From the April 10, 1937, issue


Pearls are the gift of water; we prize their drop-round perfection of shape, their softly gleaming luster. Gift of water also are the round, lustrous, pearly globes shown on the front cover of this number of the Science News Letter. But they are living pearls; eggs of trout that will presently be broken to release the promise of pleasure to sportsmen of the summers of the 1940s.


A startling new clue to the puzzling structure of the nucleus of the atom was revealed to scientists at Harvard University’s Cruft Laboratory by Dr. J.D. Cockcroft, distinguished British physicist.

The clue was contained in an experiment Dr. Cockcroft and his associates recently completed at the Cavendish Laboratory, Cambridge, England, the first ever conducted in which the emission of heavy particles has been detected from an artificially produced radioactive substance.

Particularly impressive was Dr. Cockcroft’s unexpected finding that these heavy particles possessed a continuous energy distribution, something never previously discovered in reactions of this type.

Dr. Cockcroft’s experiments concerned the disintegration of radio-lithium, an artificially radioactive substance produced by bombarding a lithium isotope of mass seven with nuclei of heavy hydrogen atoms, an accepted experimental procedure in science’s attempts to unravel the secrets of the atom.
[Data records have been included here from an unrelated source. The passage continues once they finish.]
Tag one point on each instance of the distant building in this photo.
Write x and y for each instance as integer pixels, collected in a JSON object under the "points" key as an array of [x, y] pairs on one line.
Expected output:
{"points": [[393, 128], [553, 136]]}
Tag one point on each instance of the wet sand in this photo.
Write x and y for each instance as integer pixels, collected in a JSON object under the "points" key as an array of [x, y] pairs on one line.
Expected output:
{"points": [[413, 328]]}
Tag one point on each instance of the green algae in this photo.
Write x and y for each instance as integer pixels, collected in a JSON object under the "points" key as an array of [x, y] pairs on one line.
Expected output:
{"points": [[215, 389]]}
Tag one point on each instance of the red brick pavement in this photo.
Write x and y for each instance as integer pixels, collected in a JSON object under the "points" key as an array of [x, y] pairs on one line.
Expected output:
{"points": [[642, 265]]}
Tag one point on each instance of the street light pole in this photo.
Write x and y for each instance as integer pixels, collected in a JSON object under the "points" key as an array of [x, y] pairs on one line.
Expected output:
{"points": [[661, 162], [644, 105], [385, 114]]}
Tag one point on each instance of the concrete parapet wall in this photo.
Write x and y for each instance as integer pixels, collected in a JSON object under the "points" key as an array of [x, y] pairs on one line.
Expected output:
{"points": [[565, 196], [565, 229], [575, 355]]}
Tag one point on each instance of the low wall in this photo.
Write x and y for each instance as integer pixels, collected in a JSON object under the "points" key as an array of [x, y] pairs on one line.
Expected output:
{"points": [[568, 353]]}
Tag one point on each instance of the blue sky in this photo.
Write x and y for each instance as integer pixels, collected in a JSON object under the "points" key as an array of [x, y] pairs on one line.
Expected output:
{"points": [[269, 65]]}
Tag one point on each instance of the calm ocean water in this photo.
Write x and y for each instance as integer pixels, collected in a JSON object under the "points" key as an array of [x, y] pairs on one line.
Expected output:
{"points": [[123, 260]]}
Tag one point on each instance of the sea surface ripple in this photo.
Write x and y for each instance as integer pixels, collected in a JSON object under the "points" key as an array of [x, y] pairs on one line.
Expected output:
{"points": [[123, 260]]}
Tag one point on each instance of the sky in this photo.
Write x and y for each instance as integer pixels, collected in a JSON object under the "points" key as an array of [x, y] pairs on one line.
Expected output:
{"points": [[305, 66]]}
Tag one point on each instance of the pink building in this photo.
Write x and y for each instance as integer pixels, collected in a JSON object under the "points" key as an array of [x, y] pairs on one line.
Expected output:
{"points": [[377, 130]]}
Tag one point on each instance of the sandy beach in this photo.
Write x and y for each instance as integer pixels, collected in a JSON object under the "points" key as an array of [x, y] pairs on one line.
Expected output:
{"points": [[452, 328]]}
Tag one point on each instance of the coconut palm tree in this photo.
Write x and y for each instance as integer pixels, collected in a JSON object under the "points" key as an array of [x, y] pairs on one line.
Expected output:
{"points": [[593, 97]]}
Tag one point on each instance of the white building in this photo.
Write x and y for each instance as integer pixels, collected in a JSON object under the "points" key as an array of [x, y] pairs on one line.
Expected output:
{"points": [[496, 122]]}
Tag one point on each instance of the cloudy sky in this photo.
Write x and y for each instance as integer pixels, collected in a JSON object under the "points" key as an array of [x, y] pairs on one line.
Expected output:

Not expected, however, was Dr. Cockcroft’s finding that “this radio-lithium breaks up apparently not into stable beryllium of mass eight but in general into a beryllium with a surplus of energy—an excited beryllium eight nucleus.

“This nucleus,” he declared, “subsequently breaks up into two beryllium nuclei which may each have as much as 6 million volts of energy but in general have less.” These are the unexpected heavy particles.

The implications or theoretical explanations of the discovery are not yet clear, although it is expected eventually to be of considerable significance. Dr. Cockcroft believes “it may be necessary to assume that the beryllium nucleus of mass eight can exist in one or another of such excited states.”